A crise migratória também explica o fato de grande parte dos países latino-americanos ter reconhecido Guaidó como presidente interino, como fizeram os Estados Unidos.
“A velocidade do empobrecimento dos venezuelanos é assustadora. Cerca de 80% dos venezuelanos hoje vivem na pobreza”, segundo o presidente do Banco Interamericano de Desenvolvimento (BID), Luis Alberto Moreno, que na quinta-feira expressou oficialmente sua “vontade de trabalhar” com Guaidó.

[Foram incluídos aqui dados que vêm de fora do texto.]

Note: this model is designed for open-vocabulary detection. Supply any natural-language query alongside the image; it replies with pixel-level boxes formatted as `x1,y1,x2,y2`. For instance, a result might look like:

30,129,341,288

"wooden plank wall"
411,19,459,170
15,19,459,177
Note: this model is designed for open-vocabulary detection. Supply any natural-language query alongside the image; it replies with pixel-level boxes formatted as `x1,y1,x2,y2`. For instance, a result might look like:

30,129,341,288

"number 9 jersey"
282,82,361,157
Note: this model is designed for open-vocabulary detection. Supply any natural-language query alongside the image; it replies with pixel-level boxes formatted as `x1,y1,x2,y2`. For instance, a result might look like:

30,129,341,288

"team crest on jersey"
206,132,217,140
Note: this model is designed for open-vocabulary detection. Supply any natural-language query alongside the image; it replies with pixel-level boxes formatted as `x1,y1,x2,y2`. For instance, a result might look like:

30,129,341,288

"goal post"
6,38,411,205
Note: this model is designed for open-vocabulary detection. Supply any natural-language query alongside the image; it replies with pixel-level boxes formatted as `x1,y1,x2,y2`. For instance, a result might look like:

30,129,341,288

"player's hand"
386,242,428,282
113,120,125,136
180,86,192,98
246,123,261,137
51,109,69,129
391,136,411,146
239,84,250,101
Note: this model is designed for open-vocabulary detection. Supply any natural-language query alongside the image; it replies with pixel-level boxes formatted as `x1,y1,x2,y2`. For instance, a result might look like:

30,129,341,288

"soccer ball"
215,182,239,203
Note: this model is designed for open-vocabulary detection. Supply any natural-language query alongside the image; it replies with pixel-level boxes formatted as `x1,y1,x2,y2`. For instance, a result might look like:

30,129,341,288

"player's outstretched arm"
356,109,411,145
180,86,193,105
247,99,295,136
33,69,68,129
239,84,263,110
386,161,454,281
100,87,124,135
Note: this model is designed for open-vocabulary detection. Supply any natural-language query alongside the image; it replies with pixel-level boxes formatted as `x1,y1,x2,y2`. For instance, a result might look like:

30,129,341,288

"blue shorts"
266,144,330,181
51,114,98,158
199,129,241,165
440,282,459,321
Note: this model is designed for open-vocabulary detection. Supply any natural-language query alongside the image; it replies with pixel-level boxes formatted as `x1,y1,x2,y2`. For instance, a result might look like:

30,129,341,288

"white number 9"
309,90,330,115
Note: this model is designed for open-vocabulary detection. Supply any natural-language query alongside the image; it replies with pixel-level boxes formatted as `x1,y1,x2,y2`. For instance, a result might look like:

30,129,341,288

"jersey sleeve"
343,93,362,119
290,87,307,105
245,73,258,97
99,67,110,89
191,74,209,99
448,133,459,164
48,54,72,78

– Boom petroleiro e expropriações –
Haussman estabelece as origens da situação atual na chegada de Hugo Chávez ao poder em 1999. “Tirou todos os direitos econômicos da sociedade. Expropriou a torto e a direito, empresas petroleiras, de aço, de cimento, bancos, supermercados, 6 milhões de hectares agrícolas”, afirma, com a consequência de “destruir” o setor privado.
O governo de Chávez se beneficiou, contudo, do boom petroleiro a partir de 2004. Com as receitas petrolíferas, ele pode aumentar as importações dos bens que o país não produzia e também se endividar nos mercados internacionais.
Esse ciclo começou a ser rompido em 2013, quando os mercados começaram a ter dúvidas sobre a solvência da Venezuela e que se agravou em 2014, com a queda do preço do petróleo, que obrigou a reduzir drasticamente as importações de bens básicos, agravando a escassez.
Símbolo deste declínio é a queda da produção petroleira, atualmente de 1,1 milhão de barris diários, seu nível mais baixo em 30 anos, pela falta de investimentos, apesar de o país ter as maiores reservas de petróleo do planeta.
– ‘Repensar’ a Venezuela –
De acordo com Hausmann, o futuro econômico da Venezuela passa em primeiro lugar “devolver à sociedade seus direitos (econômicos) para que possa organizar a produção”. E, em segundo lugar, dando fim à escassez de divisas, com um financiamento internacional maciça que, de acordo com o economista, deveria ser coordenada pelo Fundo Monetário Internacional (FMI).
Tudo isso ocorre paralelamente a um plano de ajuda humanitária urgente para cobrir as necessidades básicas da população.
A reconstrução dependerá dos rumos políticos da Venezuela, mais incerto que nunca após a proclamação de Juan Guaidó nesta semana.
“A principal prioridade é organizar eleições livres, transparentes e com observadores internacionais o quanto antes”, afirma Moisés Naím, escritor e jornalista venezuelano que também foi ministro durante a presidência de Carlos Andrés Pérez (1989-1993).
“A Venezuela tem um longo caminho pela frente, a Venezuela tem que ser reconstruída, refundada, repensada, refeita”, afirma.